I hereby authorize the doctor to perform a complete exam and evaluation. I hereby authorize the doctor or designated staff member to take x-rays, study models, photographs and other diagnostic aids deemed appropriate by the doctor to make a thorough diagnosis. Upon such assistance as required to provide proper care. I agree to be responsible for payment of all services on me or my dependents behalf. I understand that payment is due at the time of service unless other arrangements have been made. If the agreed payments are not received by upon dates, I understand that a late charge may be added to my account.
I, the undersigned, certify that I have read and understand all the above information. Have reviewed it and find it accurate. If there are any later changes to my clinical history, I recognize that it is my responsibility to inform this office. I have received adequate information and have had the opportunity to ask questions and all questions have been fully answered to my satisfaction. I certify that I have read and understand the document I am signing.
AUTHORITY TO TREAT
I give Friendly Smiles Dental Care the authority to administer dental x-rays, local injections, anesthetics, and if requested of my case. If I have a medical condition such as, heart murmur that requires premedication or drug allergy, I have acknowledge that it is my responsibility to inform and remind the doctor, assistant, or hygienist every time before treatment. Please advise our office of any and all medications you may be taking especially any blood thinners (aspirin on a daily basis or Coumadin).

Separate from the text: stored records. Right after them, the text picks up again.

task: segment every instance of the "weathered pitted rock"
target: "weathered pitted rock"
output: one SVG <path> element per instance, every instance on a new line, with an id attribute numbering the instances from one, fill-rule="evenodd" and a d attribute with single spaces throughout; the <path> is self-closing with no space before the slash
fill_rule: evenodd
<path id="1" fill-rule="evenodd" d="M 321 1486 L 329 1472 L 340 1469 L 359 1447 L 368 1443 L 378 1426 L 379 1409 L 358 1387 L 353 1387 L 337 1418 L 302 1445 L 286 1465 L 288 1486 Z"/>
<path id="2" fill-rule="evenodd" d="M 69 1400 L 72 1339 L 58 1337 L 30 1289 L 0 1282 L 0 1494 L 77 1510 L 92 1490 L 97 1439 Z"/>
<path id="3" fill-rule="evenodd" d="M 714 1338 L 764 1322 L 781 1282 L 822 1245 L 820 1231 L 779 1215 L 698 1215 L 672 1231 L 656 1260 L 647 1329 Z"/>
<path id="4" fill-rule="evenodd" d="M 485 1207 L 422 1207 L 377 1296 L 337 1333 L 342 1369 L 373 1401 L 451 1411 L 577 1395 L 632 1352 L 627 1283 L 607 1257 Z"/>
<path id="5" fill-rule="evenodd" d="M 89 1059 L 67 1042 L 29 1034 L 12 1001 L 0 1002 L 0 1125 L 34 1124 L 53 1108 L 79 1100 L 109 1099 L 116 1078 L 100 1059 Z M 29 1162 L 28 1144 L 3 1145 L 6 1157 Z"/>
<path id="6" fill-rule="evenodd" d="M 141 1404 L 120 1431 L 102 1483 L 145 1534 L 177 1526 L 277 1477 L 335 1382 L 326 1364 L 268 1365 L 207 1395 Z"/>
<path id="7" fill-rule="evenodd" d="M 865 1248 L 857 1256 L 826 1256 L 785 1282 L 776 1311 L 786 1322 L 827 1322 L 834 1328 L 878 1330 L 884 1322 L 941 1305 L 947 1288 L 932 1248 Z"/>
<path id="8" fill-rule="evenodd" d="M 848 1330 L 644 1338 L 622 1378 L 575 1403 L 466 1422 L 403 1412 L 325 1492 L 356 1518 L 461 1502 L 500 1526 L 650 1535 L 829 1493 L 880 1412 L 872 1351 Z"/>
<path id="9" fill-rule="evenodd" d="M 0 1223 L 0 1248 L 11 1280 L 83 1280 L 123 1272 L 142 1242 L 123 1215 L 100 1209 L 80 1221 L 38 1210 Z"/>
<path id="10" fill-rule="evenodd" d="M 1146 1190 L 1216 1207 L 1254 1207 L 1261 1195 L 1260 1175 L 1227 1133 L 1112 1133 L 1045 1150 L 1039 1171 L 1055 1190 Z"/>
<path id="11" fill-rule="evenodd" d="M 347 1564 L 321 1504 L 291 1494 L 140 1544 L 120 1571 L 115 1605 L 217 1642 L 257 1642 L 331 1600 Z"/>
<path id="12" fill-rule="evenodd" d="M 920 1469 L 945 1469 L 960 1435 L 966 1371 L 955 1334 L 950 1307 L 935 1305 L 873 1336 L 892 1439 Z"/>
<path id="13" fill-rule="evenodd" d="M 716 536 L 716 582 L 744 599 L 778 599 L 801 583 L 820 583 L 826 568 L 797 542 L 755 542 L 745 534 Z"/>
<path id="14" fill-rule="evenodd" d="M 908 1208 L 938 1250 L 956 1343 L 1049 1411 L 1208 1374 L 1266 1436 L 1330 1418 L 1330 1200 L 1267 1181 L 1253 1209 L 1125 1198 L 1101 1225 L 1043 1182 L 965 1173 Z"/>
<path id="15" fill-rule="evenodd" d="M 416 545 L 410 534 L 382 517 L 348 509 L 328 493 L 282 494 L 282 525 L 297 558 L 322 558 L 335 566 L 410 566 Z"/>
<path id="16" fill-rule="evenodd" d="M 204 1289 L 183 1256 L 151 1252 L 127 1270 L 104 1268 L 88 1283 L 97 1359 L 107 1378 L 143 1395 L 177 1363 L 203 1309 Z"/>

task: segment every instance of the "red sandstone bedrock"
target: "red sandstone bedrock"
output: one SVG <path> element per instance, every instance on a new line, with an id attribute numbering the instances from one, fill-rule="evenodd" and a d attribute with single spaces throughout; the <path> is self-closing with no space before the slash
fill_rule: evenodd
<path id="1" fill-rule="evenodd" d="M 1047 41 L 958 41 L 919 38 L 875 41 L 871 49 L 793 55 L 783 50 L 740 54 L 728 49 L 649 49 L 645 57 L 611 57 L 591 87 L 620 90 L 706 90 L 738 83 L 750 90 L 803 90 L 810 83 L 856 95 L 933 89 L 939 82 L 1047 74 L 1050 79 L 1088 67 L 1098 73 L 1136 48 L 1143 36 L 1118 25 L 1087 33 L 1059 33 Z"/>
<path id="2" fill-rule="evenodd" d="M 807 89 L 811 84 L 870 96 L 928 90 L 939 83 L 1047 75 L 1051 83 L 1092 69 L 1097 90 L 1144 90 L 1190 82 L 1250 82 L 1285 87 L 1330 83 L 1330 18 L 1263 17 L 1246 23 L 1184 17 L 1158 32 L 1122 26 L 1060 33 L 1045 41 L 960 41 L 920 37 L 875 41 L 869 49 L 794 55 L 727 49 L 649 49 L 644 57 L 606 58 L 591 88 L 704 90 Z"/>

OFFICE POLICIES AND FINANCIAL AGREEMENT
It is our desire to make high quality dental care affordable to everyone. The following is a statement of our office policy and financial policy, which we ask that you read, agree to, and sign before any treatment is rendered.
Most dental insurance have limits and/or various degrees of co-payments. The treatment recommended by our office is never based on what your insurance will pay; your treatment should not be governed by your insurance contract.
PAST DUE ACCOUNTS
Our office will gladly submit your insurance claim to your insurance carrier, as a courtesy to you. At the time of treatment, the patient/guarantor is responsible for the portion the insurance does not cover. Please be aware that some insurance companies may not cover all services performed in our office. The patient/guarantor is responsible for all charges that are denied or unpaid by your insurance carrier. If for some unforeseen reasons your insurance carrier has not made a payment within 45days, the patient/guarantor is responsible for these charges. If payment is not received within 90 days and no financial arrangement has been made, your account will be turned over to a collection agency and you will accrue 33.5% collection fee in addition to your overdue balance.
Monthly interest rate of 1.5% (18%APR) will be incurred for account 60 days past due. I agree that I am liable for all collection charges including but limited to attorney and legal fees in the event that my account was turned over to a collection agency. A fee of $25 will be charged on all returned checks. I understand that I am financially responsible for all charges incurred in full by myself and/or my dependents.